To wrap-up this column, I will offer a few words of sadness as the reign of Garry Monk at Swansea has come to an end. I get that he’s had one win in his last eleven games and that it looked like the team quit last week against Leicester, but for brief stretches of the last two years, Monk looked like one of the best young managers in Europe. The Swansea squad he led at the beginning of last year was so fun to watch, and the Swansea team that started this year looked like it could surpass that team. Now with Swansea facing a relegation fight, I think that Monk should have been given a longer leash. He played with the club! It was a great story! At the beginning of this year, it looked like he could have a long-term stay that would defy the trends of the Premier League managerial carousel.
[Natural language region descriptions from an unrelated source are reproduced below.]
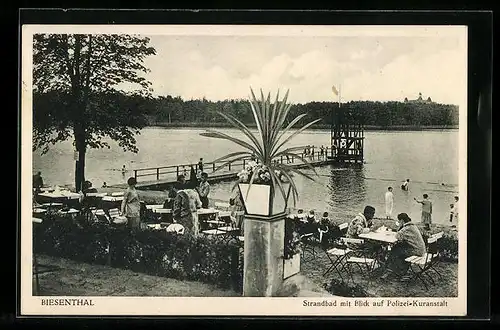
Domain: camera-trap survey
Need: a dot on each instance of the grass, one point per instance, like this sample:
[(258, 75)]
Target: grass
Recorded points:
[(80, 279)]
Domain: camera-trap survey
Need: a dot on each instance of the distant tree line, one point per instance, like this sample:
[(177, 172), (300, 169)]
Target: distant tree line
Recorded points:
[(175, 111)]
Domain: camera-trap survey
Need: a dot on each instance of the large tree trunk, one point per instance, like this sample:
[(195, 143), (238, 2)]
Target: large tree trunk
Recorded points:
[(80, 163)]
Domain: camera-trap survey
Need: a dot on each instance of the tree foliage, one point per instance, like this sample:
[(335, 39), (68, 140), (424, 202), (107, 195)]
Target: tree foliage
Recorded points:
[(89, 87), (383, 114), (80, 83)]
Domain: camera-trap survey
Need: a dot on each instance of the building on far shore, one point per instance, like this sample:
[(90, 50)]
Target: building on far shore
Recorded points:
[(419, 100)]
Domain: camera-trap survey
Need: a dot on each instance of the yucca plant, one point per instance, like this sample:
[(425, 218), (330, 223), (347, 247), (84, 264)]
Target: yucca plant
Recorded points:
[(269, 144)]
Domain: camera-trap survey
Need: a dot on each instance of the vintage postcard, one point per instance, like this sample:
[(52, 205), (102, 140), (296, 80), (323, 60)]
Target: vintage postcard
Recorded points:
[(244, 170)]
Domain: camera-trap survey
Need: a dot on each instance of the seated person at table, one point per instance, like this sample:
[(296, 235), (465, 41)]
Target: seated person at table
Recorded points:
[(186, 204), (87, 188), (311, 226), (37, 181), (409, 243), (361, 223)]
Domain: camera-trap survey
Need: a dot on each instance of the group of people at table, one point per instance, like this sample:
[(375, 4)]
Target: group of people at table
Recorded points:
[(184, 199), (404, 242)]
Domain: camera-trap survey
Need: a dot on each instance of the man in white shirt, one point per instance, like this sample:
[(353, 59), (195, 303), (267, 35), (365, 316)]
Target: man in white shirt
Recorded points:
[(389, 203), (204, 190), (455, 209)]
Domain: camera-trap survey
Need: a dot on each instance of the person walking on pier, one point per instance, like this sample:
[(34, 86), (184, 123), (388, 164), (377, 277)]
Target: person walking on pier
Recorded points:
[(131, 206), (454, 210), (180, 184), (204, 190), (405, 186), (426, 210), (389, 203), (37, 182)]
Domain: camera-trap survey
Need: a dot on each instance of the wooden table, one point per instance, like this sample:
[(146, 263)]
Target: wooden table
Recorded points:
[(207, 211), (98, 195), (162, 210), (64, 194), (387, 237)]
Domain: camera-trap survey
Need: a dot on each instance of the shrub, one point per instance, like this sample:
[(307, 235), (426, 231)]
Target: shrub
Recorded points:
[(152, 252), (293, 244)]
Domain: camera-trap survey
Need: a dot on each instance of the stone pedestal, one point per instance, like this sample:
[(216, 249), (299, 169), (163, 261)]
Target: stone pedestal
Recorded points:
[(263, 253)]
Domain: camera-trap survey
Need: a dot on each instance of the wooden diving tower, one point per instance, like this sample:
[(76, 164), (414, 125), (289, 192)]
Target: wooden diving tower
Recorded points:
[(347, 136)]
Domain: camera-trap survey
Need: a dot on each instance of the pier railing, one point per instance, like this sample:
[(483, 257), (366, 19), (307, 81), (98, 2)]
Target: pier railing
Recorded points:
[(171, 172)]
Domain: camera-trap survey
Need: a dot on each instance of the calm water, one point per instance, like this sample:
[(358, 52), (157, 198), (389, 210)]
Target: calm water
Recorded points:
[(427, 158)]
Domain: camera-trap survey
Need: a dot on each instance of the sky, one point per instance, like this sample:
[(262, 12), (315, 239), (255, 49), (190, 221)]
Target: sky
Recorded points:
[(379, 67)]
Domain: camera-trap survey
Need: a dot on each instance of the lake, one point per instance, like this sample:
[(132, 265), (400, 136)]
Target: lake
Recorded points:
[(428, 158)]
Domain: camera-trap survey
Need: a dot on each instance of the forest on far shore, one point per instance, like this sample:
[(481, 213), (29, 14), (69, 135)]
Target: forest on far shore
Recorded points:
[(176, 112)]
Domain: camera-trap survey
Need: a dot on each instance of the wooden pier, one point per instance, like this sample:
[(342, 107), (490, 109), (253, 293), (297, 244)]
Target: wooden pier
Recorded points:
[(159, 178)]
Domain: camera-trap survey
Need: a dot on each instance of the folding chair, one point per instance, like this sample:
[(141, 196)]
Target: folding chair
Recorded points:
[(338, 253), (358, 256), (222, 206), (421, 265), (343, 228), (338, 256), (308, 246), (435, 261)]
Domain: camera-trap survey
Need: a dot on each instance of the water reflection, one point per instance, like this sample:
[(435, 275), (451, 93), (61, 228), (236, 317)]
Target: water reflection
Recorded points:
[(346, 187)]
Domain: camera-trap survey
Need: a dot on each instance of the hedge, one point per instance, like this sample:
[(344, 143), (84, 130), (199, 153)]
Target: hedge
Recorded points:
[(157, 253), (343, 289)]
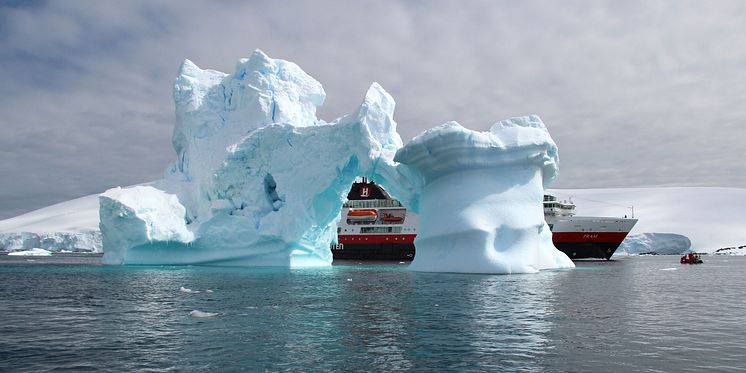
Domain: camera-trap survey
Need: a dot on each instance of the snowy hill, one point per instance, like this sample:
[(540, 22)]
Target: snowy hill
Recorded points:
[(70, 225), (711, 218)]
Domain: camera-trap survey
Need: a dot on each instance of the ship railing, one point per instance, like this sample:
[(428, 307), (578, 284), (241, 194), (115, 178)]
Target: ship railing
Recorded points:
[(372, 203)]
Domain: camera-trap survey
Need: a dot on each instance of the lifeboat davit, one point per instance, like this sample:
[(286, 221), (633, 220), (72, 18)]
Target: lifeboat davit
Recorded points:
[(388, 218), (362, 215), (691, 258)]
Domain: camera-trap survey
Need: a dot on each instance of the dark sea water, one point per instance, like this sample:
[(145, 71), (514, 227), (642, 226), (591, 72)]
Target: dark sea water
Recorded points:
[(642, 314)]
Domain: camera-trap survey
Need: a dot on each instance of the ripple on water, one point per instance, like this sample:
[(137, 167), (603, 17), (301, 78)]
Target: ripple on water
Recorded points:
[(637, 314)]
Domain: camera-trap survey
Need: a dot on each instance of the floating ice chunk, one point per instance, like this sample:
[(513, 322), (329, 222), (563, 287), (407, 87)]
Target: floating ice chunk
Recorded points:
[(259, 180), (481, 203), (659, 243), (198, 313), (32, 252)]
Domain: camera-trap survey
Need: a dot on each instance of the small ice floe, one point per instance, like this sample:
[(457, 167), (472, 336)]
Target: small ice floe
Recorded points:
[(198, 313), (32, 252)]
Alas, it was not to be. If any from Liverpool or Tottenham is reading this, please buy Glyfi Sigurðsson so he can play at a better club. My ideal Premier League Christmas present is for Arsenal to get Korean hero Ki Sung-Yeung, even if he probably wouldn’t play that much. Arsenal, you always need midfield depth, give Ki a chance! Anyway, a melancholy happy trails to the once-promising Garry Monk era.